Successful applicants are “empathetic, knowledgeable, organized, timely, great leaders, and enthusiastic about UR,” Knapp said.

Nick Murphy, an incoming orientation advisor, emphasized how his time as a freshman orientee inspired him to apply.

“I decided to become an orientation advisor because I wanted to give back that same great experience I received from my OA's,” Murphy said.

Other freshmen, however, did not have the same feelings as Murphy. Carly Kilgore described orientation as “frustrating," Corey Loftus called it “confusing” and Kirsten Avila summed up the experienced as “traumatizing.” Kilgore, Loftus and Avila did not apply to be orientation advisors.

Despite varying perspectives among freshmen orientees, all previous orientation advisors that spoke with The Collegian spoke highly about the week. Former OA Amy Alexander recommended the orientation advisor position to all freshmen whether or not they “loved or hated orientation as a new student” because “your feelings about the week should fuel you to want to make the experience better for others.”

A concern that many current students recall was having little to no free time during orientation week. Annie Bancroft called the experience blurry, while Lucy Willis remembers people feeling exhausted at the end of the week.

Orientation leaders are also busy throughout the week. Alexander recommended OAs get a watch, as one of her greatest challenges was staying on task throughout all of the activities.

In addition to the hectic schedule, orientation leaders arrive five days before the new students for training. Alexander's advice to rising OAs is to "read the entire orientation manual, get your dorm unpacked as soon as possible, be open minded, and prepare yourself for one of the best weeks of your time as a Spider!” 

Orientation advisors not only want to present themselves in the best light, but want to highlight the best aspects of the school as well. Haneen Abu Al Neel, another former OA, advises the new orientation leaders to “talk about the parts you love the most… [and] show your love for this school.”
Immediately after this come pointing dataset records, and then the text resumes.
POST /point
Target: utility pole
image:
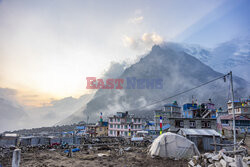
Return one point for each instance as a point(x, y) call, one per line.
point(232, 92)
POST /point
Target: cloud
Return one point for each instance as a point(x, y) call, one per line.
point(136, 20)
point(144, 43)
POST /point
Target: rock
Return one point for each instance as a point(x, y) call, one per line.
point(216, 157)
point(208, 155)
point(210, 161)
point(228, 159)
point(232, 164)
point(223, 163)
point(217, 164)
point(191, 163)
point(196, 157)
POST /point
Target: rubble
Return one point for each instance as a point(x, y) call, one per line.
point(221, 159)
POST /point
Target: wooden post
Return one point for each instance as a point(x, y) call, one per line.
point(238, 161)
point(214, 139)
point(16, 158)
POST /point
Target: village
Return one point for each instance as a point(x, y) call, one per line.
point(125, 138)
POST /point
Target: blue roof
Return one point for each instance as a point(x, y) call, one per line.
point(170, 105)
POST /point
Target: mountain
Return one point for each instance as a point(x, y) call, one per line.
point(57, 110)
point(76, 116)
point(178, 69)
point(233, 55)
point(12, 114)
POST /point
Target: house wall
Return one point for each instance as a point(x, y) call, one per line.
point(203, 143)
point(120, 126)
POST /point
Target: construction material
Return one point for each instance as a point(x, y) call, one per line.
point(220, 159)
point(173, 146)
point(16, 158)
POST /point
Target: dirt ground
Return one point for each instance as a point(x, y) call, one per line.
point(135, 157)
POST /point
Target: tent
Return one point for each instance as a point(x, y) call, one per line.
point(174, 146)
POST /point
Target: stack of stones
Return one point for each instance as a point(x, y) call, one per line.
point(219, 160)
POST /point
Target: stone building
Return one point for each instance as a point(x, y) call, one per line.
point(168, 111)
point(124, 124)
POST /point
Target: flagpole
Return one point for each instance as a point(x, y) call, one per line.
point(232, 92)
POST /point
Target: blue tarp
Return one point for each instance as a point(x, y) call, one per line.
point(165, 127)
point(80, 127)
point(73, 150)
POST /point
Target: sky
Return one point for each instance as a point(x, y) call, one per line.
point(49, 47)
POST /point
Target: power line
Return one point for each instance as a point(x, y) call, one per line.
point(182, 92)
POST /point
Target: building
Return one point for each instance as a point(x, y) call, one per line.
point(168, 111)
point(193, 123)
point(241, 107)
point(202, 138)
point(102, 129)
point(124, 124)
point(205, 110)
point(188, 110)
point(242, 123)
point(8, 139)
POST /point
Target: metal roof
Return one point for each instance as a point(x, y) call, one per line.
point(199, 132)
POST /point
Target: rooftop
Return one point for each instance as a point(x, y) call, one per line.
point(200, 132)
point(237, 117)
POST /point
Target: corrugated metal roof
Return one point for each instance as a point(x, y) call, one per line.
point(200, 132)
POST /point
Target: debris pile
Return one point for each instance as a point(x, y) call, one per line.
point(220, 159)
Some orientation advisors discussed having fears about getting into a situation they can’t handle and maintaining an inclusive environment for everyone in their group. Dalyan Cemaletin, a former OA, said his biggest challenge during the week had been having the time to get to know each of his orientees individually and the pressure to provide a good impression of the school to new students. 

However, two new orientation advisors, Noah Maggin and Nick Murphy, believe that there are people, from their fellow orientation advisor to the orientation leaders, that would provide support if necessary.

While Murphy said he is excited for the entire process, he is especially looking forward to “Vegas Night,” an annual orientation social event in the Tyler Hanes Commons, because it is an opportunity to celebrate the completion of his orientees' transition into Richmond.

“It'll be great to have a night focused around them where they can have fun with all the friends they've made over the past week,” Murphy said.

While the process is undoubtedly long and challenging, previous orientation leaders describe it as extremely rewarding.

“I find it hard to put in words how much I loved this experience,” Alexander said. “It was one of the best experiences I've had at University of Richmond.